In March 2022, the Government approved the establishment by the Minister for Health of a Covid-19 death-in-service scheme for healthcare workers. Under the scheme, lump sum payments of €100,000 would be provided for health and social care workers whose deaths can be attributed to contracting the Covid-19 pandemic at work. The scheme is intended to recognise the increased risk faced during the pandemic by front-line health and social care workers and, in this spirit, the Government decision mandated that payments made under the scheme would be exempt from tax.
Section 74 of the Finance Bill 2022, as amended during Committee Stage, provided for an exemption from capital acquisitions tax. However, I am advised by Revenue that a further exemption in the Taxes Consolidation Act 1997 is also necessary to ensure the payment is fully tax-free as intended. Owing to this, I am now moving this amendment, which provides for the insertion of a new section in the Taxes Consolidation Act 1997 to exempt these ex gratiapayments from income tax, USC and PRSI.

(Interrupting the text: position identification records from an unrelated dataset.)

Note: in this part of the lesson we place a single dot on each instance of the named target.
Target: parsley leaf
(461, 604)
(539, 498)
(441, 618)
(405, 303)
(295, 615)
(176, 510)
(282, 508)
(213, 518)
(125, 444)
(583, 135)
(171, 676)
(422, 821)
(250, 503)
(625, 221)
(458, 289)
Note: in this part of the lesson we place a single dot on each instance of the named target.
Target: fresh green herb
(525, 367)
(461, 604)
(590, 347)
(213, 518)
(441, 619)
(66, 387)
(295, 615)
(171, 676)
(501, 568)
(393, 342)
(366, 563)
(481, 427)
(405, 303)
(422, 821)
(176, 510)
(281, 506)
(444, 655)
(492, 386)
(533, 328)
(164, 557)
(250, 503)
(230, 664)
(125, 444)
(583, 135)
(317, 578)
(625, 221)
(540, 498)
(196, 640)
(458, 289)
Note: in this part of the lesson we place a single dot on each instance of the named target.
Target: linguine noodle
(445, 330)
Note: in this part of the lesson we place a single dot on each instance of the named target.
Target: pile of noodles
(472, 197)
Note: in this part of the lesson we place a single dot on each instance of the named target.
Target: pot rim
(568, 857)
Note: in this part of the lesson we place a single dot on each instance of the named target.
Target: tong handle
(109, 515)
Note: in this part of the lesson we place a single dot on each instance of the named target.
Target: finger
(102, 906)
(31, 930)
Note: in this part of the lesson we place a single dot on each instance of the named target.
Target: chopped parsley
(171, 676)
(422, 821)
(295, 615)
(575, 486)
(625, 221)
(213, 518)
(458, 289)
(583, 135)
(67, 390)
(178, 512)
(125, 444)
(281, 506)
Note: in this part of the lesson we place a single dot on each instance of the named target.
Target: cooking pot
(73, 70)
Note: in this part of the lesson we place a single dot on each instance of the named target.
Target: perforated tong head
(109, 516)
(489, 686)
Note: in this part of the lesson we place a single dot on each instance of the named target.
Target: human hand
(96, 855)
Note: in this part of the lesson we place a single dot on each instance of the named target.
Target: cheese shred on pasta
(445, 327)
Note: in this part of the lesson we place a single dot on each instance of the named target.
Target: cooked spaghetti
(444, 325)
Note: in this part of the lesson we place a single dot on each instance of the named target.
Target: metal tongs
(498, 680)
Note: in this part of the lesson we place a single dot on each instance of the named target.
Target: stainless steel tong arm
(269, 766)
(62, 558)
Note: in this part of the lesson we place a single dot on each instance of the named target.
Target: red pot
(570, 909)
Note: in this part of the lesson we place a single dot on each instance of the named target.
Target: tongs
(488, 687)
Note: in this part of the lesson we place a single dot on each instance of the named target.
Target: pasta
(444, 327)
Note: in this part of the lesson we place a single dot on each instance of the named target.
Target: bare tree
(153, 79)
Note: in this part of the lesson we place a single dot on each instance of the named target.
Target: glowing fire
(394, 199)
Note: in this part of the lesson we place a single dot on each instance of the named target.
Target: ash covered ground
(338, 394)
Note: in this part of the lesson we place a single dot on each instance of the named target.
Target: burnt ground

Entitlement to payment under the Covid-19 death-in-service scheme for healthcare workers is limited to the families of a small number of healthcare workers. According to the Department of Health, there are currently approximately 25 recipients who may qualify for the scheme. The number of payments ultimately made from the scheme is dependent on the level of future Covid-19 cases in the State, the number of deaths arising from these cases and, of those deaths, how many are related to healthcare workers who were exposed to Covid-19 by virtue of the nature and location of the work which they were contracted to carry out.